A nova proposta de Hawking, publicada em janeiro no repositório virtual de artigos chamado arXiv, causou alvoroço entre os cientistas e amantes de ficção científica. Hawking, fundador e diretor do centro de Cosmologia Teó­rica da Universidade de Cambridge, no Reino Unido, sugere que os buracos negros são menos famintos e implacáveis do que os físicos supunham.

O modelo mais aceito pela física sugere que a atração gravitacional é tão intensa num buraco negro que tudo o que passa de certo limite de proximidade é engolido, de forma inescapável. Até a luz (daí o nome do fenômeno). Há um problema com essa hipótese. Ela contraria a lei segundo a qual matéria e energia não podem ser destruídas, apenas transformadas. O desaparecimento resulta em um enigma que os físicos batizaram de “paradoxo da informação”. “Se queimarmos uma enciclopédia, pode parecer que sua informação foi destruí­da”, diz George Matsas, pesquisador do Instituto de Física Teórica da Universidade Estadual Paulista. “Mas a física diz que é possível reconstruir toda a informação contida na enciclopédia a partir das cinzas, fumaça e demais restos da queima.” No buraco negro, não. Pela teoria, é impossível extrair qualquer informação dele. É como se a matéria ou energia sumissem lá dentro – e não apenas se transformassem.

O próprio Hawking ficou famoso, em 1974, ao sugerir que os buracos negros devolvem o que sugam. Segundo esse modelo, o buraco negro poderia “evaporar” à medida que devolvesse ao Universo a energia e a matéria captadas. A regurgitação cósmica ganhou o nome do proponente: radiação Haw­king. Ela é tão sutil, que não pode ser captada por telescópios. Em 2011, uma experiência do físico canadense William Unruh reuniu indícios de que a radiação Haw­king existe. Unruh desenvolveu em laboratório um análogo sonoro de um buraco negro, apelidado de buraco mudo. O experimento emitiu radiação térmica do modo previsto por Haw­king nos anos 1970.

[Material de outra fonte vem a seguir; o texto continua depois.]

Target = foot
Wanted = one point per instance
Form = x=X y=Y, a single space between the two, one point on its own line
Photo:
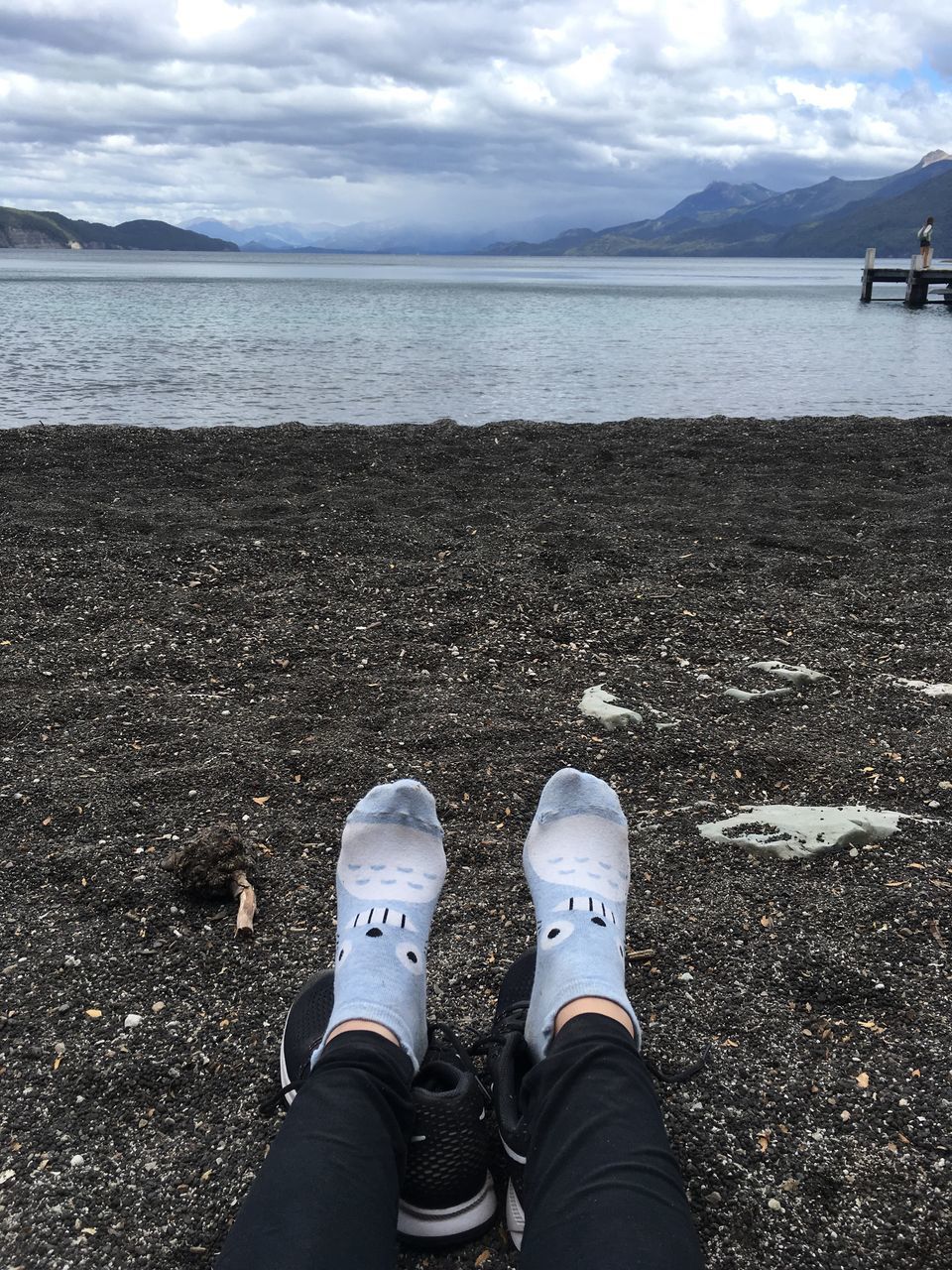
x=576 y=864
x=390 y=874
x=447 y=1194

Agora, o novo modelo de Hawking propõe uma explicação diferente para como energia e matéria conseguem escapar do buraco negro. Ele sugere que não existe uma fronteira bem definida entre buraco negro e o resto do cosmo, que os cientistas chamam de “horizonte de eventos”. Hawking diz que esse limite é variável, de acordo com o observador, e não é implacável, pois permite que partículas passem de volta. Ele é, segundo Hawking, um horizonte aparente. Aprisionaria apenas temporariamente energia e matéria, até liberá-las. As partículas voltam irreconhecíveis, como um texto cuja ordenação foi alterada aleatoriamente. Mas toda a informação está lá.

Os buracos negros despertam a atenção da ciência desde o século XVIII, quando o britânico John Michell e o francês Pierre-Simon Laplace sugeriram a existência de estrelas negras, invisíveis. Em 1915, a Teoria da Relatividade Geral, de Albert Einstein, também previa a existência de pontos do Universo engolidores de matéria. Foi só em 1967 que o físico teórico americano John Wheeler usou o termo “buraco negro”. Pegou, apesar de alguns acadêmicos o considerarem obsceno.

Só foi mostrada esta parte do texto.